Eine Hand schloss sich um seine Schulter.

Selthantar sah auf. Hinter ihm stand Farintur. »Warum schleichst du dich an?«

»So schreckhaft, mein Weichensteller?« Wie immer, wenn sie lächelte, wurde das Gelb ihrer Lippen auf hinreißende Weise intensiver. »Und du dachtest, der Planet würde mir zusetzen. Wie es aussieht, ängstigt er dich mehr. Ich finde ihn schön. Nicht im ästhetischen Sinn, aber interessant. Es gibt tiefe Spalten auf der Grauhälfte, die sich hervorragend für eine Klettertour eignen würden.«

Selthantar schauderte. Die Canyons erinnerten ihn an klaffende Wunden. »Dafür haben wir keine Zeit. Wir müssen zur Fluchtburg.«

Sie drehte ihn auf dem Schwenkstuhl zu sich. Ihre tintenblaue Haut zeigte, wie jung sie war. Statt roter Haare hatte sie rostbraune, die sie entgegen der Konventionen offen trug. »Es wird schnell gehen. Ein, zwei Eigentage. Mir ist nach einem Abenteuer.«

Versuchte sie ihren Schmerz über das verlorene Kind zu kompensieren? Sich in eine Ablenkung zu stürzen? Selbst wenn ja, hätte Selthantar das unter anderen Umständen begrüßt.

»Diese Station ist an die Verbundenheit angeschlossen. Die Onryonen können sie nutzen.«

»Im Canyon suchen sie dich sicher nicht.«

»Vielleicht auf dem Rückweg. Wenn ich weiß, in welchem Zustand die Fluchtburg ist.«

Er dachte an den anderen Transmitter. An die Katakomben.

Etwas wie ein Schleier zog durch seine Überlegungen. Wieder roch es faul und nass, krochen an der Wandung eines endlosen Schachtes dunkle Gestalten. Sie schlugen ihre Krallen in rissigen Stein, arbeiteten sich Stück für Stück hoch. Ihre beinlosen Leiber schleiften wie tot hinter ihnen her.

Selthantar schüttelte den Kopf. Das Implantat in seinem Schädel fühlte sich warm an. »Die Sache geht vor.«

»Die Sache? Du meinst die der Proto-Hetosten? Warum? Sie sind auf einem falschen Weg. Das Tribunal ist nicht böse.«

Diese Diskussionen hatten sie oft geführt, seit Farintur im Kontrafaktischen Museum gewesen war. Selthantar verfluchte jenen Tag.

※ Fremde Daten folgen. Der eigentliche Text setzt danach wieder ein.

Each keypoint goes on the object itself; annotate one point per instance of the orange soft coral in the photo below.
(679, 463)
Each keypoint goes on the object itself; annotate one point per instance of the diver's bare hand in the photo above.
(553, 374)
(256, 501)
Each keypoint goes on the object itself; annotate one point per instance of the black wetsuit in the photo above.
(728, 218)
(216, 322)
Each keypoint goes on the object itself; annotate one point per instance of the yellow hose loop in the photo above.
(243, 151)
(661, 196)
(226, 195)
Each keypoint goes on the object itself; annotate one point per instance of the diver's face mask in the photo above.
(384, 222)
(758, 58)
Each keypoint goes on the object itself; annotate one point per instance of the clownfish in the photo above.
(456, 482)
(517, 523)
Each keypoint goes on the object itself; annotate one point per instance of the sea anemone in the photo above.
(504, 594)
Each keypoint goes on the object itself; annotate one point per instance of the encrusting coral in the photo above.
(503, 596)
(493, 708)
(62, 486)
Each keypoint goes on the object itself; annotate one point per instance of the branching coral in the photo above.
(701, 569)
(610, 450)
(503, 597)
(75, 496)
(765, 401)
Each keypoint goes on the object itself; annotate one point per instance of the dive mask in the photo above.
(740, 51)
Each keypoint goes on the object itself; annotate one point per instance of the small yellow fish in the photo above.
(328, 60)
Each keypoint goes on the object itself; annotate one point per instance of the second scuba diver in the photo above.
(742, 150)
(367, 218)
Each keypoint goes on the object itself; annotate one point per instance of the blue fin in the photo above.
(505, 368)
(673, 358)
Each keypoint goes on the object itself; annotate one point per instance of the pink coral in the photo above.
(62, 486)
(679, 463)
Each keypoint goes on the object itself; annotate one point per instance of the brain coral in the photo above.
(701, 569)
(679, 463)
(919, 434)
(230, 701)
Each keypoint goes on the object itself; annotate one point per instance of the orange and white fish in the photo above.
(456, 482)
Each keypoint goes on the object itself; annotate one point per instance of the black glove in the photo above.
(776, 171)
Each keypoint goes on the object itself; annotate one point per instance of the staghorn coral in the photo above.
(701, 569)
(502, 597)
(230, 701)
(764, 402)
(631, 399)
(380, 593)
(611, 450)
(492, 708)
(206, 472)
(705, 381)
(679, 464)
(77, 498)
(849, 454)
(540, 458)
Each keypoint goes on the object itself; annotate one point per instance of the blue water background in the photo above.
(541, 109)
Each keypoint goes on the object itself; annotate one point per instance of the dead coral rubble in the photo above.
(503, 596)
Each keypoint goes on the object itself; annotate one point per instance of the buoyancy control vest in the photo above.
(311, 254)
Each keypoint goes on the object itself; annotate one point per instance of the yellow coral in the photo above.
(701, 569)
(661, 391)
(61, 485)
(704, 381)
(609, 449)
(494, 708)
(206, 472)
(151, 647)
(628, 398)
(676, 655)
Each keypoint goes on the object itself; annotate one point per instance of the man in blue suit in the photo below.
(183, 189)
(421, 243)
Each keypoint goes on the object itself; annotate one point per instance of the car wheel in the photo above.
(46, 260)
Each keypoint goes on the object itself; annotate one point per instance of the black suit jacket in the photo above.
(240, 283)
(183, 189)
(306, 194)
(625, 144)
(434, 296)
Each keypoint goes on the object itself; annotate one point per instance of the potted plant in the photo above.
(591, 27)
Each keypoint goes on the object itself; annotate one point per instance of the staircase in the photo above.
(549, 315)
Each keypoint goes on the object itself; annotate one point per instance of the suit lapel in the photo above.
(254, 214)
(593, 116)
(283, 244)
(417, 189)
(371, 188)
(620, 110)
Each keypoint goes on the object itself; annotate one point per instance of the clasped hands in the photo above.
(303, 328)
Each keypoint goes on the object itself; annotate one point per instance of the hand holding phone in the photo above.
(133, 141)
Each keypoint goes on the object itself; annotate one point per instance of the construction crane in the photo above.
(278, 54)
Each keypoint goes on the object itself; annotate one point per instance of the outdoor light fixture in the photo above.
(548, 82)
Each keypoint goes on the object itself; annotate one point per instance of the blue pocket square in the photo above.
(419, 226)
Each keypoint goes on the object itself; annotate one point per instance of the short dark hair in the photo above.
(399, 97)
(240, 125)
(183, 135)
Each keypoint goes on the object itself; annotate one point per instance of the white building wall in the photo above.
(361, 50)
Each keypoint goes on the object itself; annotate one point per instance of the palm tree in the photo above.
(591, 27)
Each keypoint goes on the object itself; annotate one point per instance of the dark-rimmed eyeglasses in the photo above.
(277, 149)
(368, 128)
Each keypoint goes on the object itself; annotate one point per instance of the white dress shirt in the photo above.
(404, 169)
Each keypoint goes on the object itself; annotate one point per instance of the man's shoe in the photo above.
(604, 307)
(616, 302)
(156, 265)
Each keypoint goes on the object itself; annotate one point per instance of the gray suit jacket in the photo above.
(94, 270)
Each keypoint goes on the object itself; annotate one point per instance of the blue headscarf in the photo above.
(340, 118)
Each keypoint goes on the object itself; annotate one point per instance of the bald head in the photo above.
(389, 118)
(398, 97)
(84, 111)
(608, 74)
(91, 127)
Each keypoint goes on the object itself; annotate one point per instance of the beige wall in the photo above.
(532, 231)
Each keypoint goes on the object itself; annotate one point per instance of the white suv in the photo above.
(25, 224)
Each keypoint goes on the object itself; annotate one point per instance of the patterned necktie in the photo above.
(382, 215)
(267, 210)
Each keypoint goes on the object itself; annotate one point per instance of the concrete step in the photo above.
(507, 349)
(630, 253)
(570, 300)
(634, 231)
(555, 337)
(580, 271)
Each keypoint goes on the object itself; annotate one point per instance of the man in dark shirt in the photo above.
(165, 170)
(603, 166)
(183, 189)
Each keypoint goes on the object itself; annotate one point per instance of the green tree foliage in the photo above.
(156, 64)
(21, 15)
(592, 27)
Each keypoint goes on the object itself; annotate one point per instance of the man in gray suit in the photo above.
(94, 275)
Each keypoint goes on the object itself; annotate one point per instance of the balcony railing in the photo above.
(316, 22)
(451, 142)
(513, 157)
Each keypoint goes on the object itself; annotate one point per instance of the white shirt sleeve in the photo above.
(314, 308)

Flüchtig kontrollierte er das Programm zur Selbstzerstörung, das er selbst installiert hatte. Da war ein Drang in ihm, es zu desaktivieren. Aber warum sollte er? Es würde die Onryonen aufhalten, falls sie seiner Spur folgten, und ihm und Farintur einen Vorsprung verschaffen. »Du kennst meine Meinung. Falls du zurückmöchtest, sag es. Noch sind wir in der Station. Nimm ein paar Transposten und geh nach Hause.«

Sie presste die Lippen aufeinander, offensichtlich verletzt. »Du bist mein Zuhause.«

»Dann komm mit mir.«

Farintur senkte den Kopf. Geschlagen. »Schön. Ich gehe mich umziehen.«

Selthantar fühlte sich schrecklich. Hätte er ihrem Wunsch nachgeben sollen?

Manchmal fragte er sich, ob er die Proto-Hetosten und alles, was mit ihnen zusammenhing, hinter sich lassen sollte. Avestry-Pasik war fort. Der Kampf ein stetes Anrennen gegen Steinmauern. Ja, es war falsch, was die Onryonen und die Ordo taten. Aber musste er sich Tag für Tag damit belasten?